Department of Applied Mathematics and Statistics, Colorado School of Mines, Golden, CO, USA; Information Systems and Modeling Group (A-1), Analytics, ALD Global Security, Los Alamos National Laboratory, Los Alamos, NM, USA.
Department of Biostatistics, University of Iowa, Iowa City, IA, USA.
Spat Spatiotemporal Epidemiol. 2022 Jun;41:100505. doi: 10.1016/j.sste.2022.100505. Epub 2022 Apr 7.

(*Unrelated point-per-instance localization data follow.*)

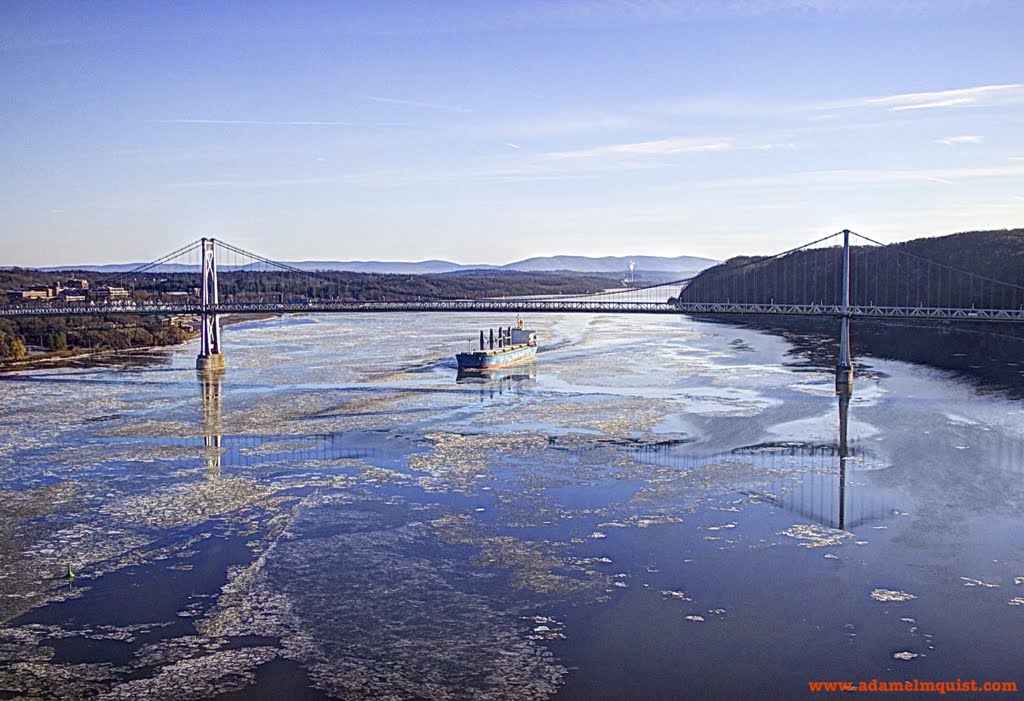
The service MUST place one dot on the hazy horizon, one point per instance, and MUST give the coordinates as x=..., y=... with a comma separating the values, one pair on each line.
x=475, y=132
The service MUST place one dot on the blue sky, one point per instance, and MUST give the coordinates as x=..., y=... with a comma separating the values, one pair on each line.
x=489, y=132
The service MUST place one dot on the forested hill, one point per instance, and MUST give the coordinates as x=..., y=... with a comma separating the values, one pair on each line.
x=920, y=272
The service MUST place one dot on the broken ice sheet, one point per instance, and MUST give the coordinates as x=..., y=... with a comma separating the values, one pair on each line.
x=891, y=596
x=377, y=568
x=813, y=535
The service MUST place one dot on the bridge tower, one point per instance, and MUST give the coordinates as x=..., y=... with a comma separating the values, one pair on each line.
x=844, y=369
x=210, y=356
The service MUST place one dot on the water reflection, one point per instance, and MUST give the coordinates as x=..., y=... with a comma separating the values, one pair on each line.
x=815, y=482
x=211, y=380
x=498, y=381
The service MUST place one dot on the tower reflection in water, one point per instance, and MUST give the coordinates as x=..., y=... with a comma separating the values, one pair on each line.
x=814, y=480
x=211, y=382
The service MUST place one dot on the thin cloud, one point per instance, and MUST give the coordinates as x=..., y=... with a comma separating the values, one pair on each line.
x=259, y=123
x=966, y=138
x=978, y=95
x=282, y=123
x=418, y=103
x=658, y=147
x=868, y=177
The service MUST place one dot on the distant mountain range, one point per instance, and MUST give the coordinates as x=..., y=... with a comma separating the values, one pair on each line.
x=608, y=264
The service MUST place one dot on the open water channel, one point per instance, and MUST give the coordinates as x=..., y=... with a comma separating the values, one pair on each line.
x=654, y=508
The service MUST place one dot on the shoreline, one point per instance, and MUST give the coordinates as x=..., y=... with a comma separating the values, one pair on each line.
x=50, y=359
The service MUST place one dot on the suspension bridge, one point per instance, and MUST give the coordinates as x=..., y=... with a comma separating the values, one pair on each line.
x=824, y=277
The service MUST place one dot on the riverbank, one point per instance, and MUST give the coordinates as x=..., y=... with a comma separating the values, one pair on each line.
x=72, y=357
x=990, y=356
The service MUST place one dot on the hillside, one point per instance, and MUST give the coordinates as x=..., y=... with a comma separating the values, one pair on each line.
x=617, y=265
x=878, y=275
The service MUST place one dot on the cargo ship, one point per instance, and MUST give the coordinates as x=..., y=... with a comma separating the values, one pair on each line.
x=512, y=344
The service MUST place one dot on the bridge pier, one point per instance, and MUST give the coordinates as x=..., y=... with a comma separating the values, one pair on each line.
x=844, y=368
x=210, y=357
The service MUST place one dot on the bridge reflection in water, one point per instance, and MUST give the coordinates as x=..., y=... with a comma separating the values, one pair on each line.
x=816, y=482
x=811, y=480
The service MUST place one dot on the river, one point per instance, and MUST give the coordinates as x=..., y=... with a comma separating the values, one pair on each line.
x=654, y=508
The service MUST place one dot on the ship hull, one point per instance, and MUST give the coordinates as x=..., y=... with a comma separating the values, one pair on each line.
x=486, y=359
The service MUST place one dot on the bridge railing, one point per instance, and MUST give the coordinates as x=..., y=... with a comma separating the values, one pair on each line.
x=547, y=305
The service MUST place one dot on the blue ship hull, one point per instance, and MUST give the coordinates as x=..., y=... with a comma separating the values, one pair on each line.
x=498, y=357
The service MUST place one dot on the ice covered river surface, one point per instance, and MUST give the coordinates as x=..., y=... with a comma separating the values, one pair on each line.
x=654, y=508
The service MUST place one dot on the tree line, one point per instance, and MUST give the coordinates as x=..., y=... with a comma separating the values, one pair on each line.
x=920, y=272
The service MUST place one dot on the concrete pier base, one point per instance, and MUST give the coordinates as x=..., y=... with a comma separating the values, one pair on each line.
x=844, y=381
x=213, y=361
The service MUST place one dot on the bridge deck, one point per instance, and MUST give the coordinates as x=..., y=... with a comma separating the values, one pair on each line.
x=523, y=306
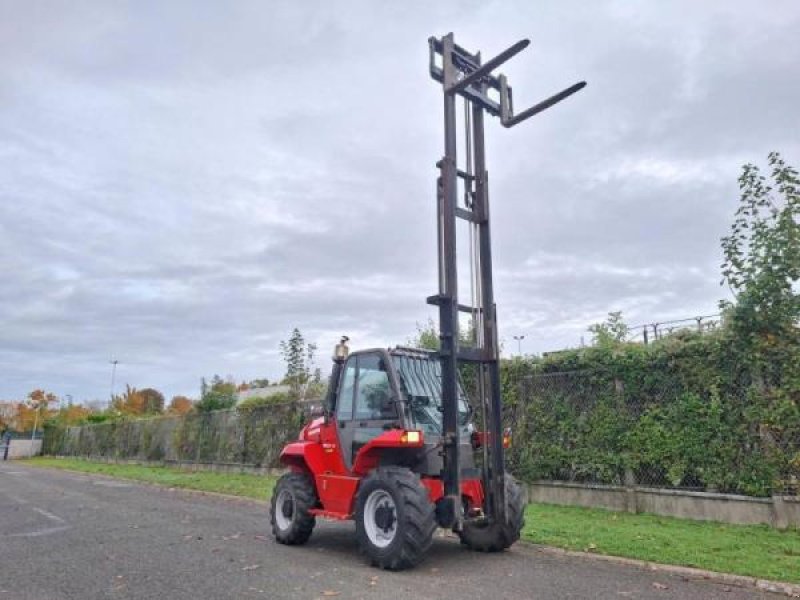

The dynamics of human infectious diseases are challenging to understand, particularly when a pathogen spreads spatially over a large region. We present a stochastic, spatially-heterogeneous model framework derived from the foundational SEIR compartmental model. These models utilize a graph structure of spatial locations, facilitating mobility via random walks while progressing through disease states, parameterized by the net probability flux between locations. The analysis is bolstered by Approximate Bayesian Computation, by which epidemiological and mobility parameter distributions are estimated, including an empirically adjusted reproductive number, while model structure proposals are compared using Bayes Factors. The utility of this novel class of models is demonstrated through application to the 2014-2016 Ebola outbreak in West Africa. The flexibility of such models, whose complexity may be adjusted as desired, and complementary methods of analysis enable the exploration of various spatial divisions and mobility schema, while maintaining the essential spatiotemporal disease dynamics.
人类传染病的动态变化难以理解,特别是当病原体在一个大区域内空间传播时。我们提出了一个由基础 SEIR compartmental 模型推导而来的随机、空间异质模型框架。这些模型利用空间位置的图结构,通过随机游走促进移动性,同时通过位置之间的净概率通量来逐步发展疾病状态。近似贝叶斯计算(Approximate Bayesian Computation)用于对疾病传播和移动参数分布进行估计,包括对经验调整后的繁殖数的估计,同时使用贝叶斯因子(Bayes Factors)来比较模型结构建议。通过应用于 2014-2016 年西非的埃博拉疫情爆发,证明了这种新型模型的实用性。这种模型的灵活性,其复杂性可以根据需要进行调整,以及补充分析方法,使得可以探索各种空间划分和移动模式,同时保持基本的时空疾病动态。